Step 5: Finally, connect the plotted points with a smooth curve. Since the absolute value function is symmetrical, the resulting graph will have a V-shape, with the vertex at (-2, -3) and the arms extending upward and downward.
That's it! You have successfully graphed the function y = 3 less than the absolute value of x + 2.
To graph the function y = 3 less than the absolute value of x + 2, we can start by understanding the behavior of the absolute value function.
The absolute value function, denoted as |x|, gives the distance of a number, x, from zero on a number line. This function always results in a non-negative value.

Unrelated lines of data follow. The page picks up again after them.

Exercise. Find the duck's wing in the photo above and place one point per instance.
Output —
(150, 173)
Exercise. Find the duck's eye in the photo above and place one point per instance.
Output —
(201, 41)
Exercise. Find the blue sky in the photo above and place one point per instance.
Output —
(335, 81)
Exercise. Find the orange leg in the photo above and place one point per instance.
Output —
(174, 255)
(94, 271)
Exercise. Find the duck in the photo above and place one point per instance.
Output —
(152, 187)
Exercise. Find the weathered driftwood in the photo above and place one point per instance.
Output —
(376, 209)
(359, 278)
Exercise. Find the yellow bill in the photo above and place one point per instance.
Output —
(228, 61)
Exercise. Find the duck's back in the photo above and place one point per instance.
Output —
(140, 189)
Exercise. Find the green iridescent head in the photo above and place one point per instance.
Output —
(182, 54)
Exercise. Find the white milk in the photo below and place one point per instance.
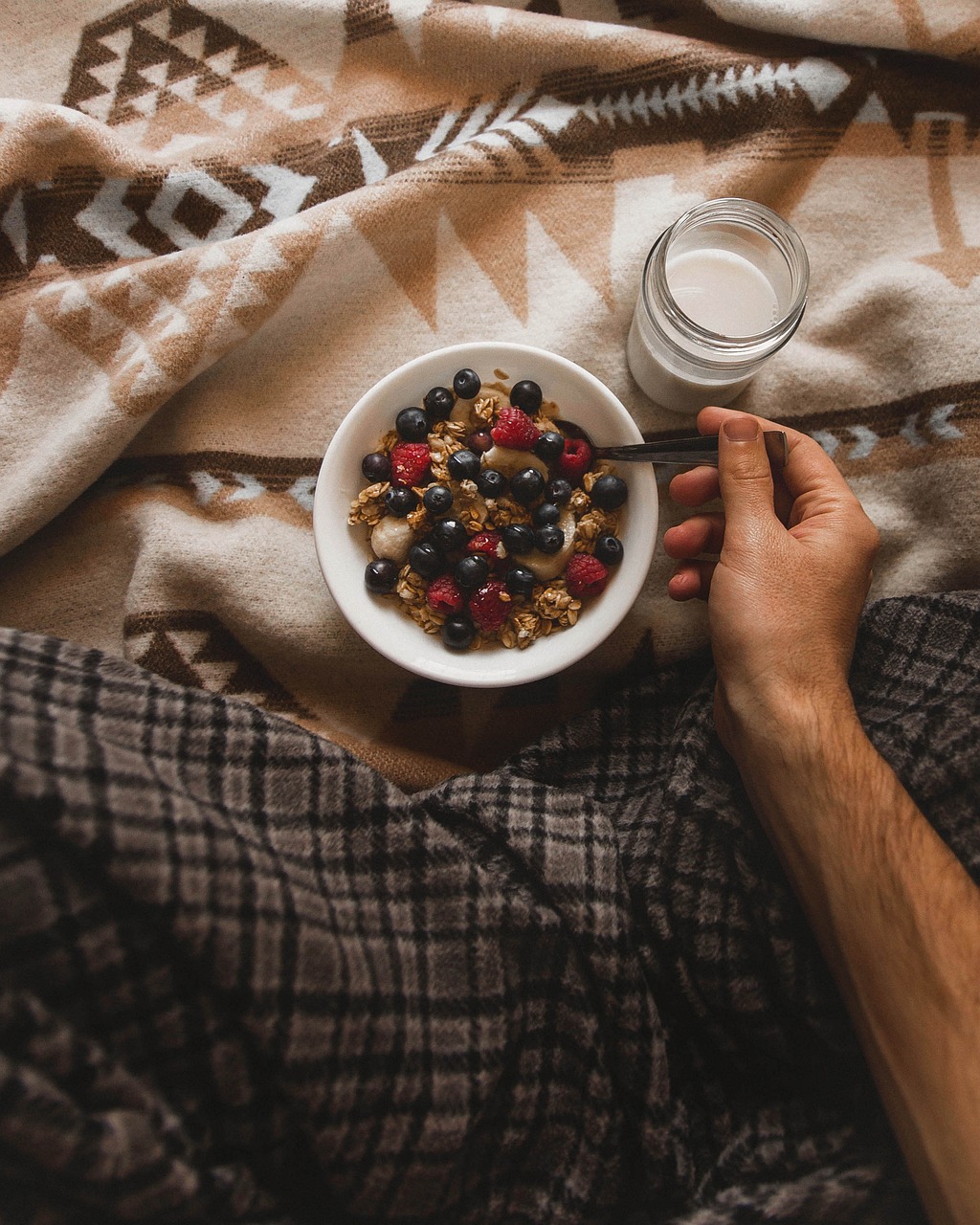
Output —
(723, 292)
(681, 393)
(739, 275)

In the given function, y = 3 less than the absolute value of x + 2, we need to subtract 3 from the absolute value of x + 2. Let's break down the steps to solve this equation:
Step 1: Set up the equation: y = |x + 2| - 3.
Step 2: Replace y with 0 since we want to find the x-intercepts of the graph.
0 = |x + 2| - 3.
Step 3: Isolate the absolute value expression by adding 3 to both sides of the equation.
3 = |x + 2|.
Step 4: Break down the equation into two cases: positive and negative values.
Case 1: (x + 2) ≥ 0
In this case, the absolute value of (x + 2) will be the number itself.
3 = x + 2.
Solve for x:
x = 1.
Case 2: (x + 2) < 0
In this case, the absolute value of (x + 2) will be -(x + 2).
3 = -(x + 2).
Solve for x:
x = -5.
Step 5: Now that we have found the x-intercepts, we can plot these points on a graph.
The x-intercepts are x = 1 and x = -5.
The graph of the equation y = 3 less than the absolute value of x + 2 would have x-intercepts at x = 1 and x = -5. Since we don't have a specific y-value, we cannot determine any other points on the graph. However, we can still understand the behavior of the graph:
- The graph will be a 'V' shape, centered at x = -2.
- The vertex of the graph is at (-2, -3), which is 3 units down from the x-axis.
Note: Without a specific y-value, we cannot fully graph the function or provide a precise shape, but we can identify the key points and general characteristics of the graph.